Logstash and Treasure Data
Logstash is an open source software for log management, which is widely known and used as a part of the ELK stack. There's a great repository collection with many plugins for Logstash to collect, filter and store data from many source, and to many destinations, but it doesn't have a plugin to store data into Treasure Data Service.
So, I created it.
Repository on Github
Released gem
How to install / use the plugin
You can install that plugin very easily if you're already using Logstash.
$ cd /path/of/logstash $ bin/plugin install logstash-output-treasure_data Validating logstash-output-treasure_data Installing logstash-output-treasure_data Installation successful $
Next, configure Logstash with Treasure Data services. It requires name of database and table to be inserted, and API Key which can be checked on Treasure Data Console.
input { # ... } output { treasure_data { apikey => "0/xxxxxxxxxxxxxxxxxxxxxxxxxxxxxxx" database => "dbname" table => "tablename" } }
Then, launch Logstash with that configuration file.
$ bin/logstash -f your.conf
You'll get rows on Treasure Data console. Log message texts are stored in message column, and some additional columns will exist (ex: time, host and version).
Specifications / Configurations
Currently, this plugin store all logs into just a table. Use 2 or more sections for treasure_data in configuration file if you want to insert data into 2 or more tables.
And this plugin buffers data in memory buffer in 5 minutes (in longest case). Buffered data will be lost if Logstash process crashes. (For further option, see "Combination with Fluentd" section.)
This plugin have configuration options listed below. The plugin will work with default values for almost all cases, but some of these might help you under unstable network environments.
apikey (required)
database (required)
table (required)
auto_create_table [true]: plugin will create table if not exists on Treasure Data
endpoint [api.treasuredata.com]
use_ssl [true]
http_proxy [none]
connect_timeout [60s]
read_timeout [600s]
send_timeout [600s]
Combination with Fluentd
For now, logstash-output-treasure_data has very limited feature, especially for buffering, stored table specifications and performance.

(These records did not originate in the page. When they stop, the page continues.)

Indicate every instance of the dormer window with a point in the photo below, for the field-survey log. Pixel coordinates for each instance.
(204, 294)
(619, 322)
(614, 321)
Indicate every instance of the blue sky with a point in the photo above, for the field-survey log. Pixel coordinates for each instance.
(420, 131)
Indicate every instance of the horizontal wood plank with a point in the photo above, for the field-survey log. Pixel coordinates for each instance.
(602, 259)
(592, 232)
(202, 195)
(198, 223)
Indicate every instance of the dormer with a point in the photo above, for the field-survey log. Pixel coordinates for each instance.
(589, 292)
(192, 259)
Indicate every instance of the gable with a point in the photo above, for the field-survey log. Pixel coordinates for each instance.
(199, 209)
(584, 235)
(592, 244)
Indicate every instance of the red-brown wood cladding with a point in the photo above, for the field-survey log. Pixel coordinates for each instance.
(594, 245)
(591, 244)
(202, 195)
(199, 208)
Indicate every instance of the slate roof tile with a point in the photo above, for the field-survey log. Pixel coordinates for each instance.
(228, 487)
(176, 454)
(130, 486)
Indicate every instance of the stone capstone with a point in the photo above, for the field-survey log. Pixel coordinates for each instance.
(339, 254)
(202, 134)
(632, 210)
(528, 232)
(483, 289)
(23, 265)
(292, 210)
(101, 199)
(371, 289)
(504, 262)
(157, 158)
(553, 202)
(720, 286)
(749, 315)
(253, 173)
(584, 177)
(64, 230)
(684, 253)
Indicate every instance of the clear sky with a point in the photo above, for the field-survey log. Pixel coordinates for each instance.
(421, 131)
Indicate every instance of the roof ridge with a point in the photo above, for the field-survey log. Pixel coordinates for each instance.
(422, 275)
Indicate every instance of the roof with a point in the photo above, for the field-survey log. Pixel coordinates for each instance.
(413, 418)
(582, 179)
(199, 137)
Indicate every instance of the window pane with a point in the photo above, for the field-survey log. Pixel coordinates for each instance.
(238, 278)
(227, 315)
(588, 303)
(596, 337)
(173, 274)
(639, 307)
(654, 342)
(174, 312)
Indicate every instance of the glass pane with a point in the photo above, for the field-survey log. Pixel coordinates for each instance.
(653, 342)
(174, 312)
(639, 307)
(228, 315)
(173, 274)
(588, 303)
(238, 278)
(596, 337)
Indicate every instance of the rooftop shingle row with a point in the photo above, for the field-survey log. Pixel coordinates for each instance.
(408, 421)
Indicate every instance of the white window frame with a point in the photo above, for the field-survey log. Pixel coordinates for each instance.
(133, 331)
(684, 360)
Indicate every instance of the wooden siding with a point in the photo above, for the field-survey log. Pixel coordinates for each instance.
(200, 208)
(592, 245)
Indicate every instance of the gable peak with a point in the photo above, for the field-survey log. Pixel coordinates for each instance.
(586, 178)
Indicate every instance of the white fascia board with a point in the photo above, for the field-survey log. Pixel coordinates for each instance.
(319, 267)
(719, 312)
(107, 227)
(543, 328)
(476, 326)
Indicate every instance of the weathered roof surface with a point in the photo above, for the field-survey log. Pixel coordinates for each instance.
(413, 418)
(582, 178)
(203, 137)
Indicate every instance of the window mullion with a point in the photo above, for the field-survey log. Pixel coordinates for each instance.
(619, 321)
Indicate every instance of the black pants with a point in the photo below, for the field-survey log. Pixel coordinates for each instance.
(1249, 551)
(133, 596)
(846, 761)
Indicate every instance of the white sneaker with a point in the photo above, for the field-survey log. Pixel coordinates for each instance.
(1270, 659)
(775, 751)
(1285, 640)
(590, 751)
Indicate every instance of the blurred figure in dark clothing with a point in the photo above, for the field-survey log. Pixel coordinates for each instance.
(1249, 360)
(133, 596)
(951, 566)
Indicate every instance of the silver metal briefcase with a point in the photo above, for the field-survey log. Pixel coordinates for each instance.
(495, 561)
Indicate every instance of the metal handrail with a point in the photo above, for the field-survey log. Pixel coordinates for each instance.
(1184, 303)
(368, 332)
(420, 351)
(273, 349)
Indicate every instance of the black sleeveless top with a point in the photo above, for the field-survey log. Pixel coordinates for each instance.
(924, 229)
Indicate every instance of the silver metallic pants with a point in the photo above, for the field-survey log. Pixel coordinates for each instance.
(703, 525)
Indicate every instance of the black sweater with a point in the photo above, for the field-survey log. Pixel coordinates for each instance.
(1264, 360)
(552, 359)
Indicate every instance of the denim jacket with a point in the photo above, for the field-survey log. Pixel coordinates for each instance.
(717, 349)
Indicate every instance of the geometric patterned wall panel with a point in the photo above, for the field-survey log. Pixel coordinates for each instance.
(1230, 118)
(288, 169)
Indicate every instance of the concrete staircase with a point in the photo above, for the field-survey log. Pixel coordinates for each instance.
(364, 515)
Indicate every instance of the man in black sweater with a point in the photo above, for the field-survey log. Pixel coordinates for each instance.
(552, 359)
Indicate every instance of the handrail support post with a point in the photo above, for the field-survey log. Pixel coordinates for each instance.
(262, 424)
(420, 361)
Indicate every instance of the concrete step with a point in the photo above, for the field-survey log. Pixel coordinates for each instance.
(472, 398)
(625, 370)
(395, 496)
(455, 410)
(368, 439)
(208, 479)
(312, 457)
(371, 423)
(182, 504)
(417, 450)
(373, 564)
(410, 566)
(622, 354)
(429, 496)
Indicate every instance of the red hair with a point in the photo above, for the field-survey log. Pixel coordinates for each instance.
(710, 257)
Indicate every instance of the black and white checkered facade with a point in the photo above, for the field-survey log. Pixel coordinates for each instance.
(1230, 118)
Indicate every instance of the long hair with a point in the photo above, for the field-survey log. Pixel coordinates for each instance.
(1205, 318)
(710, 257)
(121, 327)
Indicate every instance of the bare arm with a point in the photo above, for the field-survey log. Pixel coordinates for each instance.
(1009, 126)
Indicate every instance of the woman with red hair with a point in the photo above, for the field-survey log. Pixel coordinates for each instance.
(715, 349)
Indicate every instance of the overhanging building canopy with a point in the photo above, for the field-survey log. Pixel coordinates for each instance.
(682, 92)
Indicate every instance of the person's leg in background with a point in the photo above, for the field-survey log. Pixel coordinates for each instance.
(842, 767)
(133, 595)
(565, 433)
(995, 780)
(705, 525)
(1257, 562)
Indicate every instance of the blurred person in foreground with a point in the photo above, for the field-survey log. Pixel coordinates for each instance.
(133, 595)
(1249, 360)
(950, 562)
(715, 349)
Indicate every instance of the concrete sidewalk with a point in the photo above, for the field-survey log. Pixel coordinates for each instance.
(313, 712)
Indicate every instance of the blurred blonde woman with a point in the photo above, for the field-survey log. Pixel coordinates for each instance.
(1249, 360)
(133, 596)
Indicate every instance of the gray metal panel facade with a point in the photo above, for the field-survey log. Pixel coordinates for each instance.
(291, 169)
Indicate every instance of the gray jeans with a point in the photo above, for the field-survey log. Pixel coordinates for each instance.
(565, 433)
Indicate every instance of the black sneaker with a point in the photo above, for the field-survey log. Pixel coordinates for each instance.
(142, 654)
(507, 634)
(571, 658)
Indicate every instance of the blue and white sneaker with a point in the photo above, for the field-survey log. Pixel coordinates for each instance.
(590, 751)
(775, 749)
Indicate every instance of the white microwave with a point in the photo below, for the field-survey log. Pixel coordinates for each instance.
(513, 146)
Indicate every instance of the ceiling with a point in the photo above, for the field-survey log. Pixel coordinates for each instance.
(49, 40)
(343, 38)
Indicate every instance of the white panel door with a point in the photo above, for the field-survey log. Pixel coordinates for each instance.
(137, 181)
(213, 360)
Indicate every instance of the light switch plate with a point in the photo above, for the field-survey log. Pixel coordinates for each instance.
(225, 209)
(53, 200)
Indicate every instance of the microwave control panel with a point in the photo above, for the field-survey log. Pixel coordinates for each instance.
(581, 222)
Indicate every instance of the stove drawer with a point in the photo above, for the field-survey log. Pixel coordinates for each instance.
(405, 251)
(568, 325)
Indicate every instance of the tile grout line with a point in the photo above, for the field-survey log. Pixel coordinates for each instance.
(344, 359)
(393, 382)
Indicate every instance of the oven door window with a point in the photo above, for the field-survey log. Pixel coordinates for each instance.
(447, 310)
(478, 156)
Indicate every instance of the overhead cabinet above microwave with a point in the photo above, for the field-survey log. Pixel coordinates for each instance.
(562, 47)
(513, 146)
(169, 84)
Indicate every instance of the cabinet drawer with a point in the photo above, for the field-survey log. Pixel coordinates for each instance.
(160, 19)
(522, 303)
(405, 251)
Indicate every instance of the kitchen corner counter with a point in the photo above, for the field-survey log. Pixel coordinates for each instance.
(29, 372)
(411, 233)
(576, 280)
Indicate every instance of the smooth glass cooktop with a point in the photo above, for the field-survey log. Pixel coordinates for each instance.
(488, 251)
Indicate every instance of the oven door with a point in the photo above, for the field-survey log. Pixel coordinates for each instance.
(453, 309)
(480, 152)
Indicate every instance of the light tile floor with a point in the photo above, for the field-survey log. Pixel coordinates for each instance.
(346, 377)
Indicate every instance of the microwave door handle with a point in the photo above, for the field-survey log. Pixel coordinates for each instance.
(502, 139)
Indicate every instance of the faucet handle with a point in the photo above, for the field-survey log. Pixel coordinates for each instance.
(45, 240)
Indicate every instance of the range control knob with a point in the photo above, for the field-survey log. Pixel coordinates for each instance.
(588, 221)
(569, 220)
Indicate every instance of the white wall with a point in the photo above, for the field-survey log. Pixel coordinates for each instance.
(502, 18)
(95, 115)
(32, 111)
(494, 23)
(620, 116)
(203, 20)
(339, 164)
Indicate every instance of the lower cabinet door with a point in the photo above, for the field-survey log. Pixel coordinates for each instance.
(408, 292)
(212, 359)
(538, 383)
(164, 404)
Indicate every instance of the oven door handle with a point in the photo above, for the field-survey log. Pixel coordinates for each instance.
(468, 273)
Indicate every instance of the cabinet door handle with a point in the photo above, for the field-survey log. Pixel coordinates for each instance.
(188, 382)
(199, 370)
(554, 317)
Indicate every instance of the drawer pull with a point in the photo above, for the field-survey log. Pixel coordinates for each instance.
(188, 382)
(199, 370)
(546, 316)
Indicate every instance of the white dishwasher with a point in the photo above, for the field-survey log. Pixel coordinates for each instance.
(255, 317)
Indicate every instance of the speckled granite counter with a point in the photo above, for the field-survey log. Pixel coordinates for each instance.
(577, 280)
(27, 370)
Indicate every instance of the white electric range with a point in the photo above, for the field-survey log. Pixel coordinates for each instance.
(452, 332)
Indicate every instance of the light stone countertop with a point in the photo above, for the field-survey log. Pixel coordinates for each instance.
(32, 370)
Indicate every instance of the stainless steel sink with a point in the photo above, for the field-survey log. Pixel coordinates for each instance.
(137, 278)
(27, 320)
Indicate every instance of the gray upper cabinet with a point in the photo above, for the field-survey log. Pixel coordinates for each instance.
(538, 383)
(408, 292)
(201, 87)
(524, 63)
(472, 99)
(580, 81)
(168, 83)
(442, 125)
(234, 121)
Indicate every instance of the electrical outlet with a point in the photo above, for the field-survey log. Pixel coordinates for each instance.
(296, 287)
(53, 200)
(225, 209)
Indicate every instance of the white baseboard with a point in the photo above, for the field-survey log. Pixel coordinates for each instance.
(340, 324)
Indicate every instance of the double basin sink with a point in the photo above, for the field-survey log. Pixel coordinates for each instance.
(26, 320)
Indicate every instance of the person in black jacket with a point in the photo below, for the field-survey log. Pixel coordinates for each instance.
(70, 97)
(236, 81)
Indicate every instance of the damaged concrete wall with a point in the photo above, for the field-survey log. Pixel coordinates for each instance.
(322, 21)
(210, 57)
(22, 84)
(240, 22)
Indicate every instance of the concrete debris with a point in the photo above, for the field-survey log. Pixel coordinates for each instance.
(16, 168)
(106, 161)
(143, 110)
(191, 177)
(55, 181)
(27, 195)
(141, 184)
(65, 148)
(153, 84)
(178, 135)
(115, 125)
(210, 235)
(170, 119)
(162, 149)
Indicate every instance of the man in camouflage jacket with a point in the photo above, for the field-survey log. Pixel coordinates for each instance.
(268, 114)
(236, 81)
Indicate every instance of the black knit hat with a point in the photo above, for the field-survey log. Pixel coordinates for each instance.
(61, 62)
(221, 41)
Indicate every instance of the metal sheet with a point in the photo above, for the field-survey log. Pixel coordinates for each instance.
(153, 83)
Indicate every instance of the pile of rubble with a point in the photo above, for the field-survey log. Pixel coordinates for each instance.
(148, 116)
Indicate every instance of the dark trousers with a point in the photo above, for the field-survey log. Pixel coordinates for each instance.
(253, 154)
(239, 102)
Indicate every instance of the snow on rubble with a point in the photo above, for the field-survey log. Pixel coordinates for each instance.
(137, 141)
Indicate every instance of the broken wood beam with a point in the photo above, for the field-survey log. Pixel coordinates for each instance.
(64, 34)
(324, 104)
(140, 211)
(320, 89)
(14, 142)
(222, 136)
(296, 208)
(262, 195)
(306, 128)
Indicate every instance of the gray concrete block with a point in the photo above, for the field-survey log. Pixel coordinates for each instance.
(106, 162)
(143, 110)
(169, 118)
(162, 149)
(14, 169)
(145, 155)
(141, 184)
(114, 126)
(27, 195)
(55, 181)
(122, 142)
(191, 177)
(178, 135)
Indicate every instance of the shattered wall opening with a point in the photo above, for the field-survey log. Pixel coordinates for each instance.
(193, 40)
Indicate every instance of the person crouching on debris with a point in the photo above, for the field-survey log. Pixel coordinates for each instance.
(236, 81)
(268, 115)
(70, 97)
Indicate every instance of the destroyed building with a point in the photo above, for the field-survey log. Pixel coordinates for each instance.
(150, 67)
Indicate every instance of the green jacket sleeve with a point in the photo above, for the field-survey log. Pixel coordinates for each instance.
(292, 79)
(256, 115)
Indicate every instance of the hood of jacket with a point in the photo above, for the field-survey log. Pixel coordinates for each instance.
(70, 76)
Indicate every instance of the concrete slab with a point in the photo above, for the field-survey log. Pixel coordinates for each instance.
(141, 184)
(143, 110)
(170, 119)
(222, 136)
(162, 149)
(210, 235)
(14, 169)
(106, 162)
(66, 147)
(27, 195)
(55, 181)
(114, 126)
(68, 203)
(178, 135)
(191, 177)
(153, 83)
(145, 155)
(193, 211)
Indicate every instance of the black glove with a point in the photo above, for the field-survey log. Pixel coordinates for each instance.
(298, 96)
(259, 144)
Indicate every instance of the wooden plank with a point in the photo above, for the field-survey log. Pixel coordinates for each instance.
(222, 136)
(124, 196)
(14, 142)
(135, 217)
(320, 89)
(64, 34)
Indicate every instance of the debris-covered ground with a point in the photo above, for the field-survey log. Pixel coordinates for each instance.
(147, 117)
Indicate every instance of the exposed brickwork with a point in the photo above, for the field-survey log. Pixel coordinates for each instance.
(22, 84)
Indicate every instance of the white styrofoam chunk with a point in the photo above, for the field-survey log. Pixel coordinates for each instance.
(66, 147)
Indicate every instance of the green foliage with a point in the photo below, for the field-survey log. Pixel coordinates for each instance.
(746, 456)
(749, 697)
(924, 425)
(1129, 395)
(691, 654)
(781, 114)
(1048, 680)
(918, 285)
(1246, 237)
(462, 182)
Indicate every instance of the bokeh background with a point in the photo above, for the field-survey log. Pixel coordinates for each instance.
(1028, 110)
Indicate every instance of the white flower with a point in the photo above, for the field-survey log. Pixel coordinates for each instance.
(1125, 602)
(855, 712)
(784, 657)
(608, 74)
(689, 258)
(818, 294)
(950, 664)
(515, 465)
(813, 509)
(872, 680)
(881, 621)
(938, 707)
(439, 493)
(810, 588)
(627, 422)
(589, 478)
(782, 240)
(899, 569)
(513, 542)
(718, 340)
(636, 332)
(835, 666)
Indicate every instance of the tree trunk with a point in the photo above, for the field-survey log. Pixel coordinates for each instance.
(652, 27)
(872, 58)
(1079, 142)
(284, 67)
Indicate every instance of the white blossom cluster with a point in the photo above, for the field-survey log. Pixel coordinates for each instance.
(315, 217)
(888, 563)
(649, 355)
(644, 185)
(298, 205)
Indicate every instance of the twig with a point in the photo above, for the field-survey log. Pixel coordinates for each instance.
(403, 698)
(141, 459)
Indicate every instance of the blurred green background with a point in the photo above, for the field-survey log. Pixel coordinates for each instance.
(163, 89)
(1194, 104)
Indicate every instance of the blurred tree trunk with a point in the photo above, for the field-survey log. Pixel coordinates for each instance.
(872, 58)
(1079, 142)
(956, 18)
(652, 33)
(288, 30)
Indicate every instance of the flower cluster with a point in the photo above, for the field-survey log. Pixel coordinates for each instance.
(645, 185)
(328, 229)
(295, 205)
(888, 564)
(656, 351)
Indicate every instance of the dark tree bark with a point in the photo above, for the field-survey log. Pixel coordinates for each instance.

There's an another option to use Fluentd for more flexible and high performance transferring. We can use logstash-output-fluentd to do it.
Github repository
Released gem
[host a]-> (logstash-output-fluentd) -> [host b]-> (logstash-output-fluentd) -> [fluentd] -> (fluent-plugin-td) -> [Treasure Data] [host c]-> (logstash-output-fluentd) ->
Many Logstash can be configured to send these logs to a Fluentd node, and that Fluentd stores whole data into Treasure Data.
# Configuration for Logastash input { # ... } output { fluentd { host => "your.host.name.example.com" port => 24224 # default tag => "td.database.tablename" } } # Configuration for Fluentd <source> @type forward port 24224 </source> <match td.*.*> @type tdlog apikey "0/xxxxxxxxxxxxxxxxxxxxxxxxxxxxxxx" buffer_path /mnt/fluentd/buffer/td </match>
Fluentd tdlog plugin can store data into many database-table combinations by parsing td.dbname.tablename. So you can configure any database/table pairs in Logstash configuration files if you want.
Conclusion
Now you can store your data very easily by using logstash-output-treasure_data or logstash-output-fluentd if you are already an user of Logstash. Happy logging!